Saying Good-bye to My Brother

May 31st, 2008 by DeeCee | 5


Image by Geek2Nurse

My brother died young. He struggled with schizophrenia, and after years of legal drugs, chain-smoking, and lack of exercise, his heart protested and he was gone at forty-six. Suddenly, I became an only child and the empty space around me felt overwhelming. Filling that space took a long time, but the journey began with my quest to understand the mental illness that claimed so many years of his life. I immersed myself in books, articles, and discussions about all mental illnesses (great source is NAMI), and with this knowledge came resolution of my conflicted emotions about his life.

Future posts will explore these emotions, which I think are quite common for family members and friends of people with mental illness. For now, I’d like to share this tribute to my brother that I wrote during my quest for answers.

It has been almost a year and a half now since Lanny died, but in many ways he actually left us back in the early 70s. For those of you who tend to remember Lanny with his illness and for those of you who didn’t know him in his early years, let’s go back in time for a little bit.

The brother I remember growing up with knew every symphony that Mozart wrote, but struggled with algebra. He could recall all of the significant historical events of Medieval Europe, but had no interest in how an internal combustion engine works. He had a great sense of humor, and had many good friends in high school, despite the fact that he had no abilities for, nor interest in sports.

Lanny loved cherry pie, played the cello, liked to play king on the mountain, but only played baseball because the rest of us kids did. He disliked hunting, had a crush on Claire Ann at least for a little while, and liked to stay up and watch midnight mass on Christmas Eve.

Lanny loved Donald Duck, sunburned easily, had beautiful handwriting, and saved me from drowning in the Camptown creek one hot summer day when he could still laugh easily. He liked to ride down hill on sleds, ate his Easter candy much too slowly, sang in Allegheny College’s choir, and spent much of his life dreaming of far off places.

Lanny also retained a phenomenal memory of important family dates and events. I’m sorry now that I didn’t sit down with him and map out a family history, since he could remember the year (and usually the day) of events, like the time that Uncle Ern and Aunt Claire’s barn burned, or when Aunt Marie tangled with the bull.

What we should remember about Lanny is that he began his life just like you and me, with likes, dislikes, strengths, weaknesses, hopes and dreams. He didn’t choose to be ill, and suffered not only from the depths of the illness, but surely even more during the short, intermittent times of relative wellness, when he saw clearly that his life was not as it should be.

It’s easy now to look back and wonder what else we might have done for Lanny. I’m comforted somewhat by the fact that back when he was diagnosed, there was little known about mental illness, nor about how to treat it, so there was probably not much more that could have been done for him on a large scale.

However, what we might have done a little differently was to overcome our own sense of uneasiness, to ignore our own sense of discomfort, and to have taken time from our busy lives to reach out to Lanny with more calls, letters, and conversations.

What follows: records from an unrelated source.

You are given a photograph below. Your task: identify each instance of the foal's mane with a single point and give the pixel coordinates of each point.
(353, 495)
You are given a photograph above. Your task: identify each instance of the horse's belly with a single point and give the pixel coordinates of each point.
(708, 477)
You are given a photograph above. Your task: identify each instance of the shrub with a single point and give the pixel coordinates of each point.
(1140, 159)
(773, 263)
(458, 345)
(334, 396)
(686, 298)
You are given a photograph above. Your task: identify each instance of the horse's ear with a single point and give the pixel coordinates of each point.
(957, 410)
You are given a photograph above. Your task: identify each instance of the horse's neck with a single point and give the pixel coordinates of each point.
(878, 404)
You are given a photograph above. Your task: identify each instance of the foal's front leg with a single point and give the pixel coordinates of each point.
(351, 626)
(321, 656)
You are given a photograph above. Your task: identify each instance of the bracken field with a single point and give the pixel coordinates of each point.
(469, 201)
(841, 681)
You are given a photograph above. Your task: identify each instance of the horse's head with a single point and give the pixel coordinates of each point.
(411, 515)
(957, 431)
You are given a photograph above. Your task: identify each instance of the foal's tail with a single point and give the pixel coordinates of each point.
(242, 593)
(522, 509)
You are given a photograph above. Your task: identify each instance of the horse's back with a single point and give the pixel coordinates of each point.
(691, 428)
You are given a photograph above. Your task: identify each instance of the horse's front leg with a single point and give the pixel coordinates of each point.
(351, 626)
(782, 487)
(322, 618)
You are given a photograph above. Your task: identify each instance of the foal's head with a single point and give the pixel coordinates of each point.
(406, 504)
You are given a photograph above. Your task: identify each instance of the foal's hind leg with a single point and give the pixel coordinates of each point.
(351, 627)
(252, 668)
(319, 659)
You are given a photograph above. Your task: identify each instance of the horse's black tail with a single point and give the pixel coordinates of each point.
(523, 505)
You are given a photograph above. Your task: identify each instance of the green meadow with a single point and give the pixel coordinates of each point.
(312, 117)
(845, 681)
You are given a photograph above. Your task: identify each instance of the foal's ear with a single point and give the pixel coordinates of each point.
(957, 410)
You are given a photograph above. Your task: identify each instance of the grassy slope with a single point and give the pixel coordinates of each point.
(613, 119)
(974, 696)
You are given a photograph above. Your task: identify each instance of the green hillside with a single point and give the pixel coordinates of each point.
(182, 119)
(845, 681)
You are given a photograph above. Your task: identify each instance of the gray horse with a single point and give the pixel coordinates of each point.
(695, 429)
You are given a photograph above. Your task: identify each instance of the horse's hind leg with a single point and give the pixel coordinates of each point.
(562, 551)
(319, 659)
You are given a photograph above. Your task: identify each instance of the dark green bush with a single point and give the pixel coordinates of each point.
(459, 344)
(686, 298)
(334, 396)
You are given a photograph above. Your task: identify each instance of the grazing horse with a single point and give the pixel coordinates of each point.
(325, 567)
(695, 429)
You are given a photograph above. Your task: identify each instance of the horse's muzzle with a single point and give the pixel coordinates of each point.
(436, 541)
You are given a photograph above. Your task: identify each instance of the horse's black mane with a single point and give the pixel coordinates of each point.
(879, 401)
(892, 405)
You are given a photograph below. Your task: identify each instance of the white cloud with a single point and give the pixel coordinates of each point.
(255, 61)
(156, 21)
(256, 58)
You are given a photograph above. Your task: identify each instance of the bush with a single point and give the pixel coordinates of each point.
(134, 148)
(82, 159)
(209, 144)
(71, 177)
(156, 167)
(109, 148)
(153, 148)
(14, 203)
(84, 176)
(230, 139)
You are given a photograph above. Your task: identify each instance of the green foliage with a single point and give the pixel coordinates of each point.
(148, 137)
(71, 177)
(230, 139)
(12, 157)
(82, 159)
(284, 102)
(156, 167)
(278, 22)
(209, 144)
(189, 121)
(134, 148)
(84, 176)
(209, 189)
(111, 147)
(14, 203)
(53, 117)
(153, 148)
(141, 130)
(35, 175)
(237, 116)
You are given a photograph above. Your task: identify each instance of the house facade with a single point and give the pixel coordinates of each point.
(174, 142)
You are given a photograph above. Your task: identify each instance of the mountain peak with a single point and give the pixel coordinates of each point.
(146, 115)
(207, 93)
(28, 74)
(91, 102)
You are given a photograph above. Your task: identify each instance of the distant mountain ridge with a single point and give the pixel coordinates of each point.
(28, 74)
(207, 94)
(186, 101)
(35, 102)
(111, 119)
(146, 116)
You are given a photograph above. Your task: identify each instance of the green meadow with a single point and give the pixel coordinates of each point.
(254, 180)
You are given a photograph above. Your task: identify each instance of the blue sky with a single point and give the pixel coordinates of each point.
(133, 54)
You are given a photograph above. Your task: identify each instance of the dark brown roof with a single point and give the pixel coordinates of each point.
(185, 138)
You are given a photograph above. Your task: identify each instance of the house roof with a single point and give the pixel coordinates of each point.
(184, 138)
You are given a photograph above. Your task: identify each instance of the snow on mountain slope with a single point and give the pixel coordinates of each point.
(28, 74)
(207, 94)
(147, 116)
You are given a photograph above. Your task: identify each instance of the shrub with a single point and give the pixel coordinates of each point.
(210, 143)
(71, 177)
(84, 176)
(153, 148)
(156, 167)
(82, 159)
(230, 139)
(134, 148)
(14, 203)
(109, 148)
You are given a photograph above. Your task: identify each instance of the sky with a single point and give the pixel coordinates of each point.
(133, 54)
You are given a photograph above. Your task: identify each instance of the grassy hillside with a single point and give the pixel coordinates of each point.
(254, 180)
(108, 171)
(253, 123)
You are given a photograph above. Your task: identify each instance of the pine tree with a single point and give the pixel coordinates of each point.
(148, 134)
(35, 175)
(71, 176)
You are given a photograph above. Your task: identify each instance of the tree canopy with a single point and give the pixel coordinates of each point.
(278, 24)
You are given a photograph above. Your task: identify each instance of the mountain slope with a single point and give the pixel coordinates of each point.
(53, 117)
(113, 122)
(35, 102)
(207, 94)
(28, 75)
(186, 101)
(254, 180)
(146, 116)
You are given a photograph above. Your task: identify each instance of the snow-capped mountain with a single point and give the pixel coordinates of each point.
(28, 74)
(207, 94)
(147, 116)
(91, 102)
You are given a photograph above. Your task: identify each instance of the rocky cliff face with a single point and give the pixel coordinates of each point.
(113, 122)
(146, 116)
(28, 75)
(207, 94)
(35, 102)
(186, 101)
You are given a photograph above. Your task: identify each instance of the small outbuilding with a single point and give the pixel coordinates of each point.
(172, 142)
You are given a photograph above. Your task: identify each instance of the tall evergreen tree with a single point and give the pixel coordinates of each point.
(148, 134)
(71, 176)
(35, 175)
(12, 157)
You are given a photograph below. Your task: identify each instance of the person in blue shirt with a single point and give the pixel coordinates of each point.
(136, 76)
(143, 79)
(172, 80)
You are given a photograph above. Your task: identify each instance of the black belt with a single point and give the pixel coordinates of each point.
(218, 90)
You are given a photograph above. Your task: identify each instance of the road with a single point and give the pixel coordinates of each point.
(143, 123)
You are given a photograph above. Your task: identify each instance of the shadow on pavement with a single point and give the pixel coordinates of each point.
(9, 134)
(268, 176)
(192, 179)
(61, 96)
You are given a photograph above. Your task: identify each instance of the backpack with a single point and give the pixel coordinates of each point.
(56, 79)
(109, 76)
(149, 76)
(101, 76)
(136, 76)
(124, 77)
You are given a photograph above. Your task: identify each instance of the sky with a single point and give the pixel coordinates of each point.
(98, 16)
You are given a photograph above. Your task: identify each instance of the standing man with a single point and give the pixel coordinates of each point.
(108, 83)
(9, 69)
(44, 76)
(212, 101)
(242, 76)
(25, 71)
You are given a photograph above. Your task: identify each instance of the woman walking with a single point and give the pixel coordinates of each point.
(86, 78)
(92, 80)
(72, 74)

Very often, the little things that we do for others, out of love and compassion, not duty, are the very things that lighten our own spirits and refocus our lives.

So, let’s celebrate Lanny’s life and keep him in our hearts as a reminder to reach out to those who are struggling on this earth.

I’d like to quote from a short poem by an unknown author:
Through this toilsome world, alas!
Once and only once I pass;
If a kindness I may show,
If a good deed I might do
To a suffering fellow man,
Let me do it while I can.
No delay, for it is plain
I shall not pass this way again.

Rest in peace, Lanny. We always loved you; we just didn’t always know how to show it.

Lanny Joseph Potter   4/26/50 – 1/14/97

 

 

5 Comments on “Saying Good-bye to My Brother”


  1. » Saying Good-bye to My Brother said:

    [...] [Technorati] Tag results for mental illness wrote an interesting post today onHere’s a quick excerpt Image by Geek2Nurse My brother died young. He struggled with schizophrenia, and after years of legal drugs, chain-smoking, and lack of exercise, his heart protested and he was gone at forty-six. Suddenly, I became an only child and the empty space around me felt overwhelming. Filling that space took a long time, but the journey began with my quest to understand the mental illness that claimed so many years of his life. I immersed myself in books, articles, and discussions about all mental il [...]


  2. Christina said:

    What an awesome tribute. Thank you for sharing that with us all. It really made you see who Lanny is.


  3. Ramona said:

    Your tribute to Lanny is lovely and it is good to meet him in your story. He had many interests in spite of his illness.


  4. Home Beckons » Lanny Potter at the East Portal said:

    [...] after thirteen years without him, my brother can still sometimes bring me to tears. (See Saying Good-bye). I just found this photo taken of him in San Francisco in the mid seventies. He looks so healthy [...]


  5. Mary Ellen said:

    I did not know. I knew only that he died young. I remember him at your house and how nice he was to me. I will not forget him.